Евген изнемог, два месяца подряд, ночами, впрессовывая в «Сонатеныша» вызревание его духа и сознания в катарсисных событиях. Обрушивала их на него Чечен-Аульская юность. Логически-неумолимо вплавились в канву музыкального повествования: налет черной Химеры, напавшей на Орлову с новорожденным Евгеном в поле (он помнил это спинным мозгом) и драка с озверевшим истязателем дворняги Зубарем, и снежно-красный ужас выселения чеченцев, впитавшийся в каракуль найденой в схороне папахи, и вожделенная тоска нагого и костлявого Ирода над разлагающимся трупом Мариаммы в Иудее на двадцать третий день Элуло-Горпиая. Нерасшифрованность событий, к которым подключало Евгена Нечто, терзала его сущность. И он еще тогда, в Чечен-Ауле, познавший ноты и игру на баяне по самоучителю, хотел бы воплотить ее в созвучия аккордов, в могучую гармонию полифонии, звучащую в нем. Но, не имея фортепиано, расчерчивал его клавиатуру на бумаге и приспосабливал – гонял по ней немые пальцы – мелодия звучала в голове. Он изнывал, в попытках прорваться к сути творящегося с ним. Изнемогал, стремясь постичь младенческим разумом Бородатого, тянувшего на себе земельно-крестьянское дело, которое рвала на клочки сионо-псовая стая, оседлавшая империю.
Всем этим Евген и попытался нафаршировать своего «Сонатеныша», дорвавшись до настоящей рояльной клавиатуры. С помощью Ирины он сделал за два года невозможное, пройдя программу музшколы и половину музучилищной. С чудовищной, таранной энергетикой с вихревым блеском играл уже «Полишинеля» и «Прелюд» Рахманинова, первые части «Аппассионаты», «Лунной» и «Патетической» Бетховена, чем вверг хроническую отличницу Ирэн, отдавшей музыке тринадцать лет из двадцати, в непроходящий восторженный ступор. Он мистически овладевал ею, когда играл, Чукалин.
«Сонатеныш» обрел законченную форму этой ночью… Остался лишь один неразрешимый штрих: подать последний аккорд в миноре… или в мажоре… В мажоре с «до» – нелогично… В миноре с «си» – беспросветно.

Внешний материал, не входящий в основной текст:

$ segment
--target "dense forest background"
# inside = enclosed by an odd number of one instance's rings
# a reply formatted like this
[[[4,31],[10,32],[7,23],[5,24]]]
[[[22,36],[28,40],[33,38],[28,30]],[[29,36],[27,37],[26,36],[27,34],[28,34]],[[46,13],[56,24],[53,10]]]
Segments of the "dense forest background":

– Э-э, Чук, твоя пришла! – Вломился в слух Чукалина, царапнул бесцеремонностью голос Вована. Бандурин медленно прожевывал шмат мяса. Воловий взгляд тяжеловесного кумира уперся во входную дверь, куда вошла Ирэн. Евген, не поднимая глаз, не поворачивая головы, почуял: обкромсано-гайдаровское «Чук» (вместо Чукалина) из уст Вована жжет нутряным, пока что усмиренным гневом. Ну не любил он Чука с Геком! Не принимала столыпинская душа этих шлифовано-малиновых Буратино, как не терпел он и создателя их Гайдара, созревшего в шестнадцать лет до кровожадной акции: кромсать карательною шашкой с эскадроном крестьянские голодные бунты, с коих сдирала шкуры заживо сионо-большевистская орда… Клубилось на дне сознания Евгена отравленная муть предвидения: выползет во власть в свет из этого гайдаро-серпентария столь же зубасто-ядовитое отродье: щекасто-хомяковый выродок. Выползет и хлестнет, почище деда, кровавым и хапковым геноцидом по Отечеству.
– Вован, я дважды говорил тебе, что не люблю дурацкого словечка «Чук»? – спросил, не поднимая глаз, Чукалин.
– Ну, говорил.
– И ты мне ляпнул его в третий раз.
– Опять ты со своими выгибонами, Евген, – в дублеры Жаботинского и Власова пробрался через сотни тонн вздетого над головой железа, мясисто-перспективнейший Вован, которого давно, никто уже, кроме Бадмаева, не поучал. Пробрался, угнездился на своем дубляжном пьедестале, откуда было скучно выслушивать какие-то претензии к себе. Вован продолжил:
– Какая тебе разница: Чукалин, «Чук» …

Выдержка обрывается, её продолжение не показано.